Liebe Leserin, Lieber Leser,
die Blicke der Anleger richteten sich in den letzten Tagen sehr auf die Chiphersteller und auf die Zahlen von Micron wurde im Vorfeld eher sorgenvoll geblickt. In Erwartung an eine milde Enttäuschung nahmen nicht wenige Anteilseigner Gewinne mit, was eine weite Strahlwirkung hatte. Auch bei Wasserstoff-Aktien blieb die Entwicklung nicht unbemerkt. Insbesondere die Aktie von Bloom Energy geriet unter Druck, da die Aussichten auf Chancen bei Rechenzentren ganz dezent infrage gestellt wurden.
Doch die Sorgen scheinen nun wie weggeblasen zu sein. Am Mittwoch nach Börsenschluss erfüllte Micron nicht nur die Erwartungen der Analysten, sondern übertraf sie bequem um zwei bis drei Etagen. Die Nachfrage nach Chips kennt weiterhin kein Ende und die Margen sind in fast schon absurde Regionen geklettert. Letzteres ist ein weiteres Signal dafür, dass das Interesse der Hyperscaler nicht abreißt.
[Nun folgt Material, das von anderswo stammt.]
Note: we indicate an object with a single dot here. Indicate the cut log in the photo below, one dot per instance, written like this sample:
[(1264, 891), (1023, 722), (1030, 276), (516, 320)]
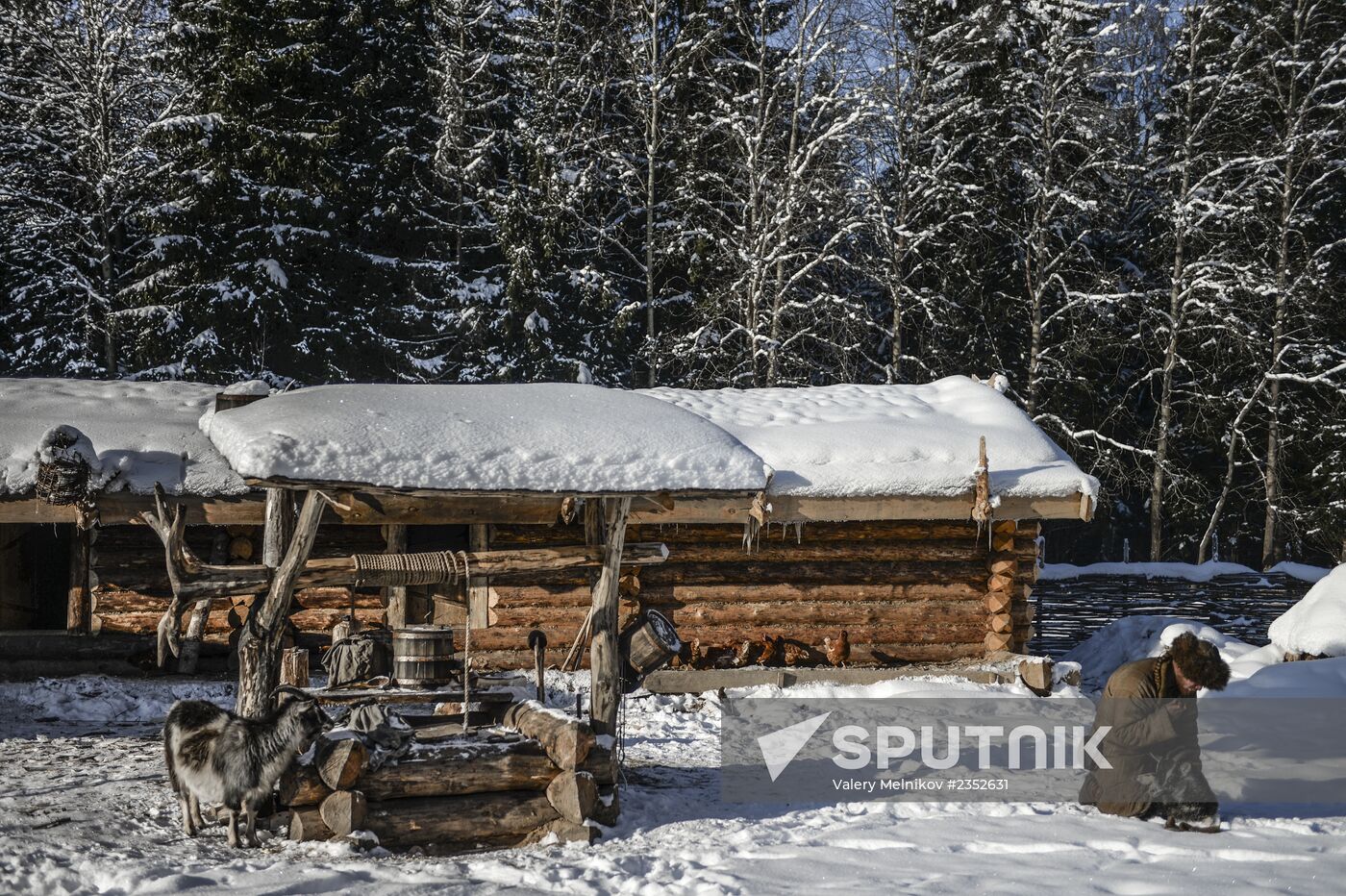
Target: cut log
[(293, 667), (998, 602), (574, 795), (300, 785), (460, 822), (343, 811), (561, 832), (567, 740), (609, 806), (1036, 676), (307, 825), (342, 761), (451, 772)]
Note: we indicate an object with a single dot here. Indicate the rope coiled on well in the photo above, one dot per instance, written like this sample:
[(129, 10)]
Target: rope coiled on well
[(411, 569)]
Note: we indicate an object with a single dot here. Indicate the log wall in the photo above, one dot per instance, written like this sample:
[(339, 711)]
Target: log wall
[(902, 591), (131, 585)]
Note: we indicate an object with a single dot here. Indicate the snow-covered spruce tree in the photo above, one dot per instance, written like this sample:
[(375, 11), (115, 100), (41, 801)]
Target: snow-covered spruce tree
[(559, 218), (921, 191), (669, 44), (1194, 320), (293, 239), (1298, 171), (787, 118), (77, 96), (480, 100)]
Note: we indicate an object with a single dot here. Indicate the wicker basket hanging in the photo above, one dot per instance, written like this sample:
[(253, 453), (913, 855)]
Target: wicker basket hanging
[(62, 475)]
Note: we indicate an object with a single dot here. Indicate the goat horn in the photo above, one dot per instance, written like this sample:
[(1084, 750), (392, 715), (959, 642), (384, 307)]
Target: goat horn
[(291, 689)]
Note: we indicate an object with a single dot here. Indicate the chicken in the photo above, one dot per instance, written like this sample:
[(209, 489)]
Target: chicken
[(770, 650), (747, 652), (838, 650), (794, 653)]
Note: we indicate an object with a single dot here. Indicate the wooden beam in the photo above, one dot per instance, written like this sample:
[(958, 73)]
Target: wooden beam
[(394, 596), (118, 509), (605, 660), (80, 605), (478, 586), (790, 509)]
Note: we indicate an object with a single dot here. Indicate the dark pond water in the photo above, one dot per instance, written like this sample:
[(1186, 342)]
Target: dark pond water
[(1070, 610)]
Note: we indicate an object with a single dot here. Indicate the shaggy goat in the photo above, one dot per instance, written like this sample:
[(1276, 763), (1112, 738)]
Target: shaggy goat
[(219, 758)]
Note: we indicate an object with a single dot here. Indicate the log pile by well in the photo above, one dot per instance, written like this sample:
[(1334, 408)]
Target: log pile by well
[(536, 775)]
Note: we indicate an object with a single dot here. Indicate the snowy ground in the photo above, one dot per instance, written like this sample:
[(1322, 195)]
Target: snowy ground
[(84, 808)]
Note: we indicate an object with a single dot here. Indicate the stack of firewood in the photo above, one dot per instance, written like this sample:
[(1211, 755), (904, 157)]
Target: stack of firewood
[(538, 777)]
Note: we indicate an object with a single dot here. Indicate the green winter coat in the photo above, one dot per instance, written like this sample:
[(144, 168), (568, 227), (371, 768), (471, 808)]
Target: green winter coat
[(1151, 723)]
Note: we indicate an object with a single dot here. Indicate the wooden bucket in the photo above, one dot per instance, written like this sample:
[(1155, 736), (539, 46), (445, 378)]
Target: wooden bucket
[(423, 656), (650, 643)]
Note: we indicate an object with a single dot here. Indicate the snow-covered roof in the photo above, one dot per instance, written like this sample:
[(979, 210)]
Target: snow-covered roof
[(143, 434), (536, 437), (834, 441), (1316, 625)]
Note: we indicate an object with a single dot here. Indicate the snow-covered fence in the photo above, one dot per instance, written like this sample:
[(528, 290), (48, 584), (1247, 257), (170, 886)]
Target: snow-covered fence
[(1240, 605)]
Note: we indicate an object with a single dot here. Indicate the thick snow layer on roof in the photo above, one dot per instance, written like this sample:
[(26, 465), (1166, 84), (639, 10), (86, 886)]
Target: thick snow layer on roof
[(143, 432), (831, 441), (549, 437), (1316, 625)]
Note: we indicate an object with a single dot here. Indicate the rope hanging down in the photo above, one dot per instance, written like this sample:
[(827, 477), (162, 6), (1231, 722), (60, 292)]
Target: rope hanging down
[(411, 569)]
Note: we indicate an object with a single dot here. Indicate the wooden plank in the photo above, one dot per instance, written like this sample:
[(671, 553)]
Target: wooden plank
[(567, 595), (790, 509), (855, 573), (733, 535), (605, 660), (120, 509)]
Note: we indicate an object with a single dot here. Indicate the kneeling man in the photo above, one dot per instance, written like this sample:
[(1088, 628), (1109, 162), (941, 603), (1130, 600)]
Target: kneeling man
[(1151, 707)]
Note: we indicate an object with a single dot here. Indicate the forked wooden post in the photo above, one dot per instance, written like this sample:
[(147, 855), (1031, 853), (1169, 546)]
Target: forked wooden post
[(259, 646), (394, 596), (478, 586), (605, 660)]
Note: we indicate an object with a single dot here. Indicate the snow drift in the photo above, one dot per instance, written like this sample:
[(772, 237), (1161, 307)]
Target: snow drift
[(536, 437), (830, 441)]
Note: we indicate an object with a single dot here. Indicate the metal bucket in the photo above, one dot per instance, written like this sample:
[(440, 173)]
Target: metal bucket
[(423, 656), (650, 643)]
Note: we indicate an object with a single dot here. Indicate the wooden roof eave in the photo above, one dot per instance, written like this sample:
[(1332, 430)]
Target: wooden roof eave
[(390, 506), (872, 508)]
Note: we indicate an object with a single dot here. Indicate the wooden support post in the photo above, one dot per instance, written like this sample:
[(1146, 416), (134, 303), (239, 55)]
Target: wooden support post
[(78, 609), (1000, 585), (605, 660), (394, 596), (190, 654), (259, 645), (478, 586)]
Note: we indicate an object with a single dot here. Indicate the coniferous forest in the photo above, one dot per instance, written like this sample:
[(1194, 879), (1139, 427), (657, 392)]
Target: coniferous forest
[(1133, 209)]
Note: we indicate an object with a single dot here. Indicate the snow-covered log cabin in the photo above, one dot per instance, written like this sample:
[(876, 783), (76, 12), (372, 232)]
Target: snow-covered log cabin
[(867, 492)]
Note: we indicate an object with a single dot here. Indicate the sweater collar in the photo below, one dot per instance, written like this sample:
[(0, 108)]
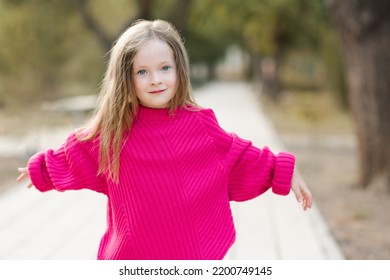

Bloom Energy legt wieder los
Der Bloom Energy-Aktie bescherte das kollektive Aufatmen Kursgewinne von knapp fünf Prozent im vorbörslichen Handel am Donnerstag. Damit tendiert das Papier wieder in Richtung 340 Dollar und könnte sogar Anlauf auf das Allzeit-Hoch bei 349,99 Dollar nehmen. Es braucht weiterhin dringend neue Lösungen für die Stromversorgung von Rechenzentren, und da der Anschluss an öffentliche Netze oft viel Zeit in Anspruch nimmt, sind die Brennstoffzellen von Bloom Energy eine interessante Alternative für all jene, die es besonders eilig haben. Daran ändern auch einige Projekte in Sachen Atomkraft wenig, denn dort dauert der Aufbau neuer Strukturen ungleich länger.
Bloom Energy Aktie Chart
Ein wenig lässt sich darüber streiten, ob das wirklich als gutes Signal für Wasserstoff verstanden werden kann, da die Anlagen von Bloom Energy nicht zwingend damit betrieben werden müssen. Sie sind aber in der Lage dazu und geschaffen wird damit zumindest eine Basis, auf der sich in Zukunft aufbauen ließe, wenn Wasserstoff günstiger geworden sein mag oder das Weiße Haus regenerative Energien nicht länger für eine akute Bedrohung des American Way of Life ansieht.
Ballard Power schießt sich ab
Für Ballard Power bedeuten die guten Neuigkeiten aus dem Chipsegment ebenfalls Entlastung und die Aktie notierte heute vorbörslich immerhin 2,8 Prozent höher. Das geht dann aber doch unter angesichts der gestrigen Meldung zur geplanten Übernahme von GeoPura. 400 Millionen Dollar sollen fließen, um mit dessen Hilfe in Zukunft ein geschlossenes Ökosystem anbieten zu können.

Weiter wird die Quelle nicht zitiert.